Governor Bredesen vetoed the restaurant carry bill. Erroneously called the "guns in bars" bill by the liberal media, the bill would allow people with handgun permits to carry into establishments that serve alcohol. As the law stands now, I have to walk in and out of restaurant parking lots unprotected, leaving my gun unsecure in my locked vehicle, where it is apt to be stolen. I am incensed by the left's semantics, so for the record, let us reflect on the "bars" in Tennessee that we take our kids to all the time-- O'Charley's, Applebee's, Olive Garden, Macaroni Grill, Pizza Hut, Chili's, Outback Steakhouse, etc. These are family restaurants with kids' menus that just happen to serve alcoholic drinks. Most of us patronize these restaurants without drinking alcohol. Yet the left with its "guns in bars" hysteria has us thinking of people carrying guns into topless nightclubs at 2AM. People wanting to do that, I dare say, probably don't even know what a legal gun permit is. This was a common sense addendum to our established handgun carry program and a modification available in most other states with concealed carry permits. Let us hope cooler heads prevail in the legislature and Bredesen's veto is overridden. Only then will it be safe to go out to eat in Memphis.

Saturday, May 16, 2009

County Was Right to Reject New York Developer on Bible Park!

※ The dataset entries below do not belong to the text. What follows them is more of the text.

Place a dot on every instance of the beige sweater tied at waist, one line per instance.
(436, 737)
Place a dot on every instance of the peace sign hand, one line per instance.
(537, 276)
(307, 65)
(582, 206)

Modern day carpetbagger Armon Bar-Tur attempted to bring a theme park to Rutherford County but was rejected when he failed to achieve a two-thirds vote on a rezoning appeal. Now the county is enveloped in a chain of lawsuits from property owners and the developer over alleged unconstitutional acts. The developer's lawsuit is nothing more than "sour grapes" whining--"I didn't get my way, so I'm going to sue". Ever since the Kelo v. City of New London decision, developers like Bar-Tur feel that they can strongarm local governments into complicity with large scale developments that enrich their financial enterprises while devastating the property values of others. Theme parks are about as financially rewarding and beneficial to a community as an enclosed mall. Two Tennessee venues come to mind--the Mall of Memphis and Libertyland. Come now, Rutherford County, we all know that we are better off without eyesores like those in our community. The county should have denied the application, and we are all better off without the park, but we would not be in the litigious mess we are in if not for the 12 commissioners who voted for the proposal. The rezoning application should have been a unanimous vote "NO". Thus we would not be fighting over the two-thirds rule. I wonder if some of the 12 who voted for a theme park in the already congested and overbuilt Blackman area in truth wanted it to fail and, knowing that 9 would oppose it, chose to play politics with the two-thirds rule. That type of thinking now has us in hot water. Wilson County apparently learned from Rutherford County's mistakes. Lebanon's hostile stance was obviously so united that Bar-Tur quickly withdrew his plans without any lawsuit threats.